5 μL of sera samples from LCMV-immune mice (9–13), naïve control mice (N), and one Armstrong positive control (PC) was added on the first column of wells (1:30 dilution), followed by 12 serial 3-fold dilutions across the plate. (A) After adding TMB substrate. (B) After adding stop solution. Absorbance was measured in a spectrophotometer. As shown in these images, antibody responses are detected by the development of color in the wells. It is important to sonicate the BHK21-LCMV lysate for accurate results. In this experiment, C57BL/6 Ifnar1−/− mice were immunized with 2×10⁶ PFU of a recombinant LCMV Cl-13 expressing WE glycoprotein (day 12 post-infection).

Figure 9.. Comparing memory versus naïve SMARTA cell expansion following chronic LCMV challenge.

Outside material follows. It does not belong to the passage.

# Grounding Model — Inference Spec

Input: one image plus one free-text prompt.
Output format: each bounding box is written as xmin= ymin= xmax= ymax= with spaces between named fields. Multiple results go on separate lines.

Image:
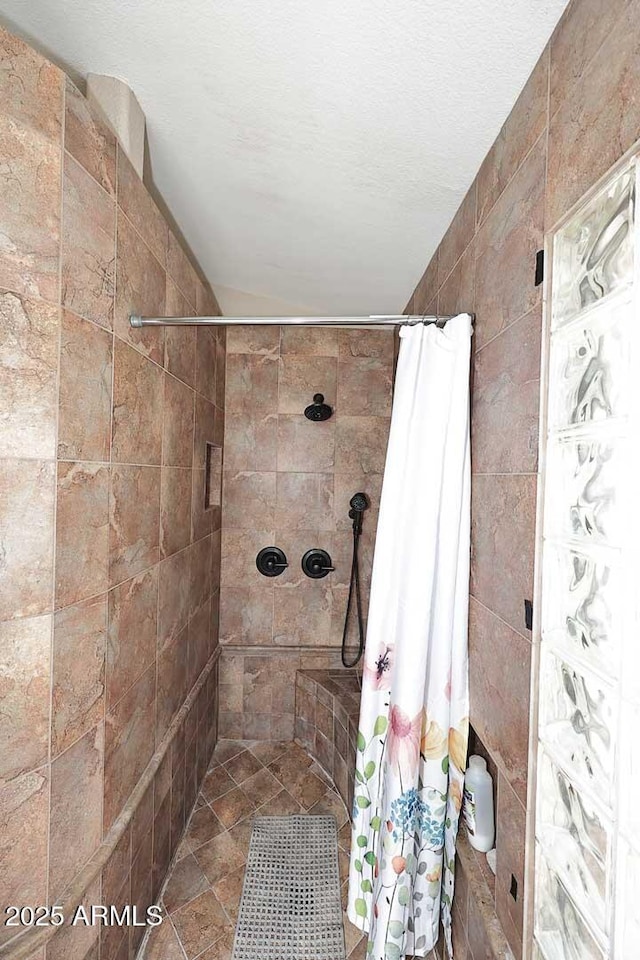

A) Experimental outline. B) CD44 expression on naive and memory SMARTA CD4 T cells before injection to corroborate antigen experience. C) Representative FACS plots comparing the frequencies of primary and secondary SMARTA effectors (gated on total CD4 T cells). D) Ratio of primary and secondary SMARTA responses. E) Number of SMARTA cells in spleen at day 8 after lymphocytic choriomeningitis virus (LCMV) Cl-13 infection. In these experiments, 10⁵ naive and 10⁵ memory SMARTA cells (day 30 post-immunization) from spleen were co-transferred at (1:1 ratio) into congenically distinct mice, followed by LCMV Cl-13 challenge 1 day after CD4 T-cell transfer. SMARTA cells were evaluated in PBMCs in all panels unless indicated otherwise. Data are from two experiments, n = 4–5 mice/group per experiment. Error bars indicate SEM.